Beneath this lies an older belief: that the legal system is designed for lawyers, and that people who appear without counsel are exceptions to be managed rather than rights‑holders entitled to full constitutional protection. When self‑represented litigants are viewed as burdens, not participants, it becomes easier for the system to justify optional accommodations. The structure remains intact, and the responsibility for navigating it is shifted onto the individual. This method of dealing with SRLs was established a long time ago when an SRL appeared only occasionally. Now with 75% of cases having one SRL, it is time for change, but they are too comfortable doing things the same old way.
Electing the language of Rule 2.2 (B)’s “may” is a perfect example of how institutions protect themselves. It allows the judiciary to claim support for access to justice while ensuring that nothing changes in practice. The appearance of neutrality is preserved, but the underlying inequities remain untouched. A Commission would disrupt that equilibrium by exposing patterns that the system prefers to treat as isolated incidents, patterns of inconsistent rulings, disparate treatment, and predictable disadvantages for those without counsel. Once those patterns are documented, they cannot be dismissed as anecdotal.
There is also a quieter, practical fear: real accommodations require real change. They require clearer procedures, more transparent reasoning, and less reliance on informal, judge‑by‑judge practices. For a system used to complete control, this feels like an administrative burden. But constitutional rights are not optional because they are inconvenient.
In a small legal community like Rhode Island’s, these dynamics are amplified. Relationships are close, hierarchies are entrenched, and institutional self‑protection becomes personal as well as structural. Independence is disruptive in a system built on familiarity.

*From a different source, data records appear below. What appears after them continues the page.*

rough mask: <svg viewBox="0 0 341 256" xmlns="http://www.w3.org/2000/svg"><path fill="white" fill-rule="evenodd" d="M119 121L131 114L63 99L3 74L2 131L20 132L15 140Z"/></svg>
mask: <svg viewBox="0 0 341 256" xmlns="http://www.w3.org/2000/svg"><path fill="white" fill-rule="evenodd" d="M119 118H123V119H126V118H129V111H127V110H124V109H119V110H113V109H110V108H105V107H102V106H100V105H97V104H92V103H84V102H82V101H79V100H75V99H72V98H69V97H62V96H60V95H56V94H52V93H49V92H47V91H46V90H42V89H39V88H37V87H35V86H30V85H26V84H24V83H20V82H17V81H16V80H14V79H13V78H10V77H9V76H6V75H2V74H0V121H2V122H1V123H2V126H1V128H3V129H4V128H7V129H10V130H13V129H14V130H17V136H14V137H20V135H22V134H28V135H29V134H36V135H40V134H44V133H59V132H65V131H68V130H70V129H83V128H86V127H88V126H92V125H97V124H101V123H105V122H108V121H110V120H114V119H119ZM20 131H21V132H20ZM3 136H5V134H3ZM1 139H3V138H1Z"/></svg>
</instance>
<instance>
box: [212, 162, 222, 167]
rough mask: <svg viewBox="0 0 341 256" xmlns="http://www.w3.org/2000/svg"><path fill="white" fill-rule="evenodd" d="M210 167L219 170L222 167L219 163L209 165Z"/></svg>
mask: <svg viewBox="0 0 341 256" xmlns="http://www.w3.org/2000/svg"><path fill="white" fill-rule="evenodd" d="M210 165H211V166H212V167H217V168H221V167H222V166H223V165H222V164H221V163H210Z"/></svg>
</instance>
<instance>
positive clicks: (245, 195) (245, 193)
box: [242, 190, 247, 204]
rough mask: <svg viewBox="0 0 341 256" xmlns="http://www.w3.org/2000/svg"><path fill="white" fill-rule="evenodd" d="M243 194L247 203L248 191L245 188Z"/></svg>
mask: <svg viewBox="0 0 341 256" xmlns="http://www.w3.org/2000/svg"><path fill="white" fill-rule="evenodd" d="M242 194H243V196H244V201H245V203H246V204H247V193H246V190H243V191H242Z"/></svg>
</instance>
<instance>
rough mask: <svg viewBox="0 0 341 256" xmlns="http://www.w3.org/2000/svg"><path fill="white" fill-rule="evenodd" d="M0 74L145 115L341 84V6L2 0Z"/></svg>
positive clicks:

At the heart of the intransigence is a truth the judiciary has not wanted to confront: if the system acknowledges that self‑represented litigants are being denied due process and equal protection, it must also acknowledge that the courts themselves are responsible. That is the kind of accountability institutions resist most fiercely—not because they are malicious, but because acknowledging structural harm requires changing the structure itself.